L’AFPC se réjouit de la création d’un nouveau poste de représentant spécial chargé de la lutte contre l’islamophobie et du soutien à l’envoyé spécial du Canada pour la préservation de la mémoire de l’Holocauste et la lutte contre l’antisémitisme. Elle souhaite maintenant voir l’adoption d’une loi pour contrer la haine et la violence accrues dont font l’objet les minorités religieuses.
Services de garde
L’AFPC considère que le nouvel investissement de 625 millions de dollars sur quatre ans pour la construction d’établissements est un bon début pour remédier à la grave pénurie de places en garderie.
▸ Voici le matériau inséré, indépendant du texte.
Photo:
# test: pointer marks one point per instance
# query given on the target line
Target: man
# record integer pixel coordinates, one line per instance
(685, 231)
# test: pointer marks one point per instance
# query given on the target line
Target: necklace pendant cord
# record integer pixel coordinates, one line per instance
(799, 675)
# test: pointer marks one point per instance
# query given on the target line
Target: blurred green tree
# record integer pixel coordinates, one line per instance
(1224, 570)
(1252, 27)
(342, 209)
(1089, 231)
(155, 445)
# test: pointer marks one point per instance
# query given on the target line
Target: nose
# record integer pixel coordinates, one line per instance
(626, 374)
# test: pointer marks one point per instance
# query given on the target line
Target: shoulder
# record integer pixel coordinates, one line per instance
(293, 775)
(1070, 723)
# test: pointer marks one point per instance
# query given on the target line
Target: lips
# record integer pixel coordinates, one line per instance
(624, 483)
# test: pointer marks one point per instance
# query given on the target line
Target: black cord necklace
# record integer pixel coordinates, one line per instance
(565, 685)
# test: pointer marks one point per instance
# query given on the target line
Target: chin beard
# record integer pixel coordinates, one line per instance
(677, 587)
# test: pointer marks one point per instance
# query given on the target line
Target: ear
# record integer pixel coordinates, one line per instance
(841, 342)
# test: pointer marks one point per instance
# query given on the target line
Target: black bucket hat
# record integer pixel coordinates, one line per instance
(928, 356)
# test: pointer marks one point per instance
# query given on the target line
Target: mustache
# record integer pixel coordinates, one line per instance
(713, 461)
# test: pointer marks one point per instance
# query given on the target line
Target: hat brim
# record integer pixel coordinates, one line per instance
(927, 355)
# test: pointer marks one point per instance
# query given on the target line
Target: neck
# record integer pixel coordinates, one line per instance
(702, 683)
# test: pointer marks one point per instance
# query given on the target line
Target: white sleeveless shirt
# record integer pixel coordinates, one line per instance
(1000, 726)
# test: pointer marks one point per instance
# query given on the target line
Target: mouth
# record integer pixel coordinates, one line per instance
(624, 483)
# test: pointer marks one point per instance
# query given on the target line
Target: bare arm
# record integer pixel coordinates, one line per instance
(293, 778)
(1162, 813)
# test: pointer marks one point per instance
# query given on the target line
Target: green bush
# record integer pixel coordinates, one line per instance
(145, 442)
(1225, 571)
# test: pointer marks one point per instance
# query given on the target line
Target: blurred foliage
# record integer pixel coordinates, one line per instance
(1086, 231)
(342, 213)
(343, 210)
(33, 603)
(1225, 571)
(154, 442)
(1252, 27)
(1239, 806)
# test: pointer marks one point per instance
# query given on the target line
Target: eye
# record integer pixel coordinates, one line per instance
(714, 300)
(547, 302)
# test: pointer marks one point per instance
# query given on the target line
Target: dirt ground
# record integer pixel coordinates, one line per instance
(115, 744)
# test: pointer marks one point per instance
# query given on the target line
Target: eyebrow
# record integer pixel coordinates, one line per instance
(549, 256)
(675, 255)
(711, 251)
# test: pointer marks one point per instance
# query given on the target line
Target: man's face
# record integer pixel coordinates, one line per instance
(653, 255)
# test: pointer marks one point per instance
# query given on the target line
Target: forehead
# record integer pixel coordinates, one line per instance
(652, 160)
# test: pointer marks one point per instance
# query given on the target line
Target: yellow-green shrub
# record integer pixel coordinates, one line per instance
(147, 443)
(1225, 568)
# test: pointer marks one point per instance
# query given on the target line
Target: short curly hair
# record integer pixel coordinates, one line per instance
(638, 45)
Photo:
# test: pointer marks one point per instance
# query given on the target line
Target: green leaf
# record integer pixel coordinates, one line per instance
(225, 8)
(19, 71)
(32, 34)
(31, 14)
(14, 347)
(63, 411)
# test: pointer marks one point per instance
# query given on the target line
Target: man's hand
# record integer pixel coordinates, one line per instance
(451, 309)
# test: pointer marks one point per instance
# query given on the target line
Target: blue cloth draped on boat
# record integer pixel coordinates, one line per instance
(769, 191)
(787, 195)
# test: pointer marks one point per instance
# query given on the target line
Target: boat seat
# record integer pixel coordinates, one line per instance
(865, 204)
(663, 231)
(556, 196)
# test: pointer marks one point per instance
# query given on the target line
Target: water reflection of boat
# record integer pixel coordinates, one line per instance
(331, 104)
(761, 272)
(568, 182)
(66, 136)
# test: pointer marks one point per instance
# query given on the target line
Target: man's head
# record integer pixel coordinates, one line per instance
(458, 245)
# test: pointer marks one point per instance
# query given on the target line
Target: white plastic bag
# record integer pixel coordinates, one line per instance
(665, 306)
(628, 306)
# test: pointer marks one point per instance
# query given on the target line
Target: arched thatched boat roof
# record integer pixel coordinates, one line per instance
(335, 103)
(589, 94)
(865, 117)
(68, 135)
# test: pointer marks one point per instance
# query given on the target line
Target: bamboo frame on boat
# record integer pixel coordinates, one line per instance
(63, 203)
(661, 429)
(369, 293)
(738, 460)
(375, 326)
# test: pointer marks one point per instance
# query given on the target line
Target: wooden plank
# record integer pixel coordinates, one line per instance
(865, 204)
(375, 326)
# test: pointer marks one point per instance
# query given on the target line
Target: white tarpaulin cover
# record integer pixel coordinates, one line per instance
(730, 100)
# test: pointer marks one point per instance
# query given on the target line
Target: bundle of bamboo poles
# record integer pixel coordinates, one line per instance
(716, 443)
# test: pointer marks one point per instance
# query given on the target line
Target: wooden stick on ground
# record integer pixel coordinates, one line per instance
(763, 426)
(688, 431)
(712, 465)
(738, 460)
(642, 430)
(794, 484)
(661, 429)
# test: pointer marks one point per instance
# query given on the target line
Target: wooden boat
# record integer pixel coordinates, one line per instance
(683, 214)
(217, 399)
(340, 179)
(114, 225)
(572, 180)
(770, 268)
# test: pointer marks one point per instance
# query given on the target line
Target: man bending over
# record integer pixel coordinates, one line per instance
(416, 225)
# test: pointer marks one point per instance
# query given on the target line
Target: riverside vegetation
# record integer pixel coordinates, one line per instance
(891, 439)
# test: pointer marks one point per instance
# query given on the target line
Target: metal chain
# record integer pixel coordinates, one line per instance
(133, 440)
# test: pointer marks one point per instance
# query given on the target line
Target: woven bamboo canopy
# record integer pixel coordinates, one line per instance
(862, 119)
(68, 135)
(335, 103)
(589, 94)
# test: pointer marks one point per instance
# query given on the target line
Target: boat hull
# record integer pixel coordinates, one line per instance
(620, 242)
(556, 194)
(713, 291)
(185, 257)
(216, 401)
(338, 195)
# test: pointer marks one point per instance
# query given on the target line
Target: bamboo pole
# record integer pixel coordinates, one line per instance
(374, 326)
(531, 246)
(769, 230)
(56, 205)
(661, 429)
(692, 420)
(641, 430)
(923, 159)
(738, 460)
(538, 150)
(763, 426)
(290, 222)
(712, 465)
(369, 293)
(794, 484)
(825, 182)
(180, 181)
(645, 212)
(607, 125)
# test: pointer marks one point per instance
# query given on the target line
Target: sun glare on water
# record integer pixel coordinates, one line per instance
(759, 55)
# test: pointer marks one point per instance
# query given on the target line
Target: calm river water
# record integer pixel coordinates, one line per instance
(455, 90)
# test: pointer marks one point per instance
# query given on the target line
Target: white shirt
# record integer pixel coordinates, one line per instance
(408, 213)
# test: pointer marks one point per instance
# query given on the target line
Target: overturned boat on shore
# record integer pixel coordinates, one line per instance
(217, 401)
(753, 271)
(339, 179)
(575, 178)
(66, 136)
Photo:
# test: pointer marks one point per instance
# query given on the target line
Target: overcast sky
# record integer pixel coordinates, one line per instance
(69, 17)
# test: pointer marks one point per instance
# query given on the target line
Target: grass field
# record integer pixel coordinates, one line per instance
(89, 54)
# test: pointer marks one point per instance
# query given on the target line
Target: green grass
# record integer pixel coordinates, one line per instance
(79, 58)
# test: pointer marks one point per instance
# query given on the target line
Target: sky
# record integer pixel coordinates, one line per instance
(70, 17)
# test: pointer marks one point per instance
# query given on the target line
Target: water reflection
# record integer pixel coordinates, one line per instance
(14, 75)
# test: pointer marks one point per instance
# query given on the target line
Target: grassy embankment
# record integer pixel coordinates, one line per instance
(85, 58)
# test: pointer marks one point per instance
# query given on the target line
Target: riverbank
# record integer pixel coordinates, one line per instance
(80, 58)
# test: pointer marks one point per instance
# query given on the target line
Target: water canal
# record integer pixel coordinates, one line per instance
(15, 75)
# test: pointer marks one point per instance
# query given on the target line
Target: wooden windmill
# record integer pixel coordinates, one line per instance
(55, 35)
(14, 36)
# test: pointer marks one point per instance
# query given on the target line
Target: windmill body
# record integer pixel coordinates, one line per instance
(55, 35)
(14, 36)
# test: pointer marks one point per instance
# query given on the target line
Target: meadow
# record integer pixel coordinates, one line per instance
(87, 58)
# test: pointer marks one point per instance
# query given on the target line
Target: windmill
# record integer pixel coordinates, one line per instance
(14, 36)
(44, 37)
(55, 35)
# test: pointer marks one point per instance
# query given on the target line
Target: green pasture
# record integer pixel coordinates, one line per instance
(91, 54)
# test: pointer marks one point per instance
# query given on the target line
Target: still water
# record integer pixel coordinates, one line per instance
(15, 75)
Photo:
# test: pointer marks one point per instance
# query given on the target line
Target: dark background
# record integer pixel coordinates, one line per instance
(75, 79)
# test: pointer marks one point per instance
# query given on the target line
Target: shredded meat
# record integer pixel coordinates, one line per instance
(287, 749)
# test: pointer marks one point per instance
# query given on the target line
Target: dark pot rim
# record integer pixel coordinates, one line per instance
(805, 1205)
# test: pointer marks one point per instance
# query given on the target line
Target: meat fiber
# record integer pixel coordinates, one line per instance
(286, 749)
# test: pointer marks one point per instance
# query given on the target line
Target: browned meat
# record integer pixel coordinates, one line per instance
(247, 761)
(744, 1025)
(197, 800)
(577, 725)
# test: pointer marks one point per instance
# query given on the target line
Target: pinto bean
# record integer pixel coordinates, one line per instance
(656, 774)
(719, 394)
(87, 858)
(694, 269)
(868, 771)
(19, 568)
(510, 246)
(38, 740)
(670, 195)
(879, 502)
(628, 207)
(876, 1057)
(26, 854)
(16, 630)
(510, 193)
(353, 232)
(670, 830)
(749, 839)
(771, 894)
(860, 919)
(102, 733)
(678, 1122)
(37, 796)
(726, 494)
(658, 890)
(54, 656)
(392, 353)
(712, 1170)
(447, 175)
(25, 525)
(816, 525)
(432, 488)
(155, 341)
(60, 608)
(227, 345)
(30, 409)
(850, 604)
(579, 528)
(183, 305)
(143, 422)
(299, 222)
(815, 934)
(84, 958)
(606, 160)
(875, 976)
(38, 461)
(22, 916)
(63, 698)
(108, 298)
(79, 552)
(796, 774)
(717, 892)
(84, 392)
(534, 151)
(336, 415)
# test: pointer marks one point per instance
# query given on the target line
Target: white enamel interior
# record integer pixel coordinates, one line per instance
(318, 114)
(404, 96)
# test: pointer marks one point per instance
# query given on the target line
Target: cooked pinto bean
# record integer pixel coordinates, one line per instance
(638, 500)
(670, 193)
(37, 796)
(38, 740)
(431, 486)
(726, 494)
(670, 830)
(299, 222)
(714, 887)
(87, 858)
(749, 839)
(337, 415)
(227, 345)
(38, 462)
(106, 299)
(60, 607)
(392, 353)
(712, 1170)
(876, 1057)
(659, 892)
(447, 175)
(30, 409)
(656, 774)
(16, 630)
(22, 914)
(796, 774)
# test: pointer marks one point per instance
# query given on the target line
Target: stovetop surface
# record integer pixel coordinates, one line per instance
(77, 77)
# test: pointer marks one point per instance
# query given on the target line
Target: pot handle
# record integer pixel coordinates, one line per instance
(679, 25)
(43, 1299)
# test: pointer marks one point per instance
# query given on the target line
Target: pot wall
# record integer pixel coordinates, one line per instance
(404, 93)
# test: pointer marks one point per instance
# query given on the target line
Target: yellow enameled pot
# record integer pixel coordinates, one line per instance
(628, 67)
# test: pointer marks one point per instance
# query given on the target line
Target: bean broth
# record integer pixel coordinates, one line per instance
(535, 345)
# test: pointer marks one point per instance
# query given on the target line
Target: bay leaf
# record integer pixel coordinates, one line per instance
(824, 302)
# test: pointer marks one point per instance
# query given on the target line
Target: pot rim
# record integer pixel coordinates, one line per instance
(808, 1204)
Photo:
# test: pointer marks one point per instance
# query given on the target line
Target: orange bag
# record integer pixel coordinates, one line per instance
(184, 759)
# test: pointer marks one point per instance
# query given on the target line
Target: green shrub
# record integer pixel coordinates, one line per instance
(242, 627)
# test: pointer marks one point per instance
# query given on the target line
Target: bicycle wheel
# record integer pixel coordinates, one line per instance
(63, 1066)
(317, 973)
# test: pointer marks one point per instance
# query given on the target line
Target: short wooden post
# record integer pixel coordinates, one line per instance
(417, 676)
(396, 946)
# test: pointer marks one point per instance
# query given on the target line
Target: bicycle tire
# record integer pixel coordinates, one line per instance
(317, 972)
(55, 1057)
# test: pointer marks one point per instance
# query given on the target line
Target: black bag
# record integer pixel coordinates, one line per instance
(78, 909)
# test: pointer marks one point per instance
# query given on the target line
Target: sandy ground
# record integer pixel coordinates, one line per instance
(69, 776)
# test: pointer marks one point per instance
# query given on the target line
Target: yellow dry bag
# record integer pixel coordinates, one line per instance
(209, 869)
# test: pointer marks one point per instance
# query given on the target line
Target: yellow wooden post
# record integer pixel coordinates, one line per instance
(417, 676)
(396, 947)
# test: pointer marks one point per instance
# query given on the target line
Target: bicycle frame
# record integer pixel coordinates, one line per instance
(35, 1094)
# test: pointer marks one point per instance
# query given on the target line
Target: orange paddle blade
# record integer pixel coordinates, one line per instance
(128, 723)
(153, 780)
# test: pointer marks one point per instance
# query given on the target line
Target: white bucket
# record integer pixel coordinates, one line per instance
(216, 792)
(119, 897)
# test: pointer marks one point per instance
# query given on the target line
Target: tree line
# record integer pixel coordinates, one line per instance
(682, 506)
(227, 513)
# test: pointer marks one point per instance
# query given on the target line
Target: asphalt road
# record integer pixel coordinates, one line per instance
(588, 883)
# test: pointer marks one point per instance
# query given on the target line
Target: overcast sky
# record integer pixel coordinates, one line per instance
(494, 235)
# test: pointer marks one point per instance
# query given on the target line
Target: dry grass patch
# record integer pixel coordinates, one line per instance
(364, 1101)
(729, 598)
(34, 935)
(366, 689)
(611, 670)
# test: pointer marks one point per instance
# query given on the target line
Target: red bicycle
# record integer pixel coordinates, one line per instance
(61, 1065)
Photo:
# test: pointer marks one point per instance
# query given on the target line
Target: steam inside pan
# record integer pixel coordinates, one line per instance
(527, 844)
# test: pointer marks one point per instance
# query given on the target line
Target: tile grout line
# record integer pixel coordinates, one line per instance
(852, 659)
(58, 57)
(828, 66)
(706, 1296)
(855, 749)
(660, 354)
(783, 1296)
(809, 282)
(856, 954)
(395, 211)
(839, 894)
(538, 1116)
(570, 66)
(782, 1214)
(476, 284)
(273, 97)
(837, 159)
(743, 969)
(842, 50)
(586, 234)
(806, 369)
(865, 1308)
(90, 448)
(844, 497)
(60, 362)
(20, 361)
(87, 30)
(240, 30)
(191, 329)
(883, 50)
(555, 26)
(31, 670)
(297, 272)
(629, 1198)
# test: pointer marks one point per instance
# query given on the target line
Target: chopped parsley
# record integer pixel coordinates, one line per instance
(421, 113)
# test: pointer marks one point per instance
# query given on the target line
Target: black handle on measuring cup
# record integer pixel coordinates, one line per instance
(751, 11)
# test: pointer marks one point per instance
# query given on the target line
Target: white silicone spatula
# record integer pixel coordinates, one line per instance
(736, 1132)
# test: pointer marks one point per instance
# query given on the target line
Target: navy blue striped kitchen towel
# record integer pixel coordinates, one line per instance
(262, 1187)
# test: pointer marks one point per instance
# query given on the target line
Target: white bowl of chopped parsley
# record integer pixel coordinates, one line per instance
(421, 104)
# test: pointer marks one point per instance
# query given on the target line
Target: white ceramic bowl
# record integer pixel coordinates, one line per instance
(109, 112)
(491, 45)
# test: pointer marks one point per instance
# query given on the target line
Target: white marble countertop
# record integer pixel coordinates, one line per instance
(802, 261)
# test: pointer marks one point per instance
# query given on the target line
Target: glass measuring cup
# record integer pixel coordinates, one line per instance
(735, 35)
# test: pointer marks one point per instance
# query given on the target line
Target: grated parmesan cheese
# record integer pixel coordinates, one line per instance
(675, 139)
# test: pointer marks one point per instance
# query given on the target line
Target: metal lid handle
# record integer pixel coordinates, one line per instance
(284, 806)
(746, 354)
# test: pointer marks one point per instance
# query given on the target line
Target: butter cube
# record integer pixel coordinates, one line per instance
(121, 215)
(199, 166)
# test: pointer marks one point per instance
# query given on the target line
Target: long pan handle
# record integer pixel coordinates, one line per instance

Le gouvernement fédéral avait déjà conclu une entente avec les gouvernements provinciaux et territoriaux afin de limiter les frais de garde à environ 10 $ par jour d’ici 2025-2026, mais bien des familles ne peuvent pas attendre aussi longtemps.
Programme des travailleurs étrangers temporaires
Le Programme, dont la majorité des participants sont des personnes racialisées, offre une main-d’œuvre essentielle et chroniquement sous-évaluée. Le nouveau budget en fait peu pour mettre fin à un système à deux vitesses qui lie les travailleurs aux employeurs. Il contribue plutôt à fragiliser la situation d’une main-d’œuvre temporaire déjà vulnérable. Il est grand temps d’offrir à ces personnes un travail et un salaire décents, des conditions de travail sécuritaires et des avantages sociaux, et de leur accorder le plein statut d’immigrant.
En résumé
Si le budget 2022 prévoit un financement accru pour remédier à certaines inégalités, d’autres sont passées sous silence, tandis que de nombreuses initiatives sont terriblement sous-financées. Même si le gouvernement entend investir dans des programmes indispensables, il reste encore beaucoup à faire pour remédier aux inégalités dans notre société, sans parler de celles engendrées par la crise sanitaire.
L’AFPC voit d’un bon œil les progrès réalisés dans certains dossiers, mais continuera de demander mieux.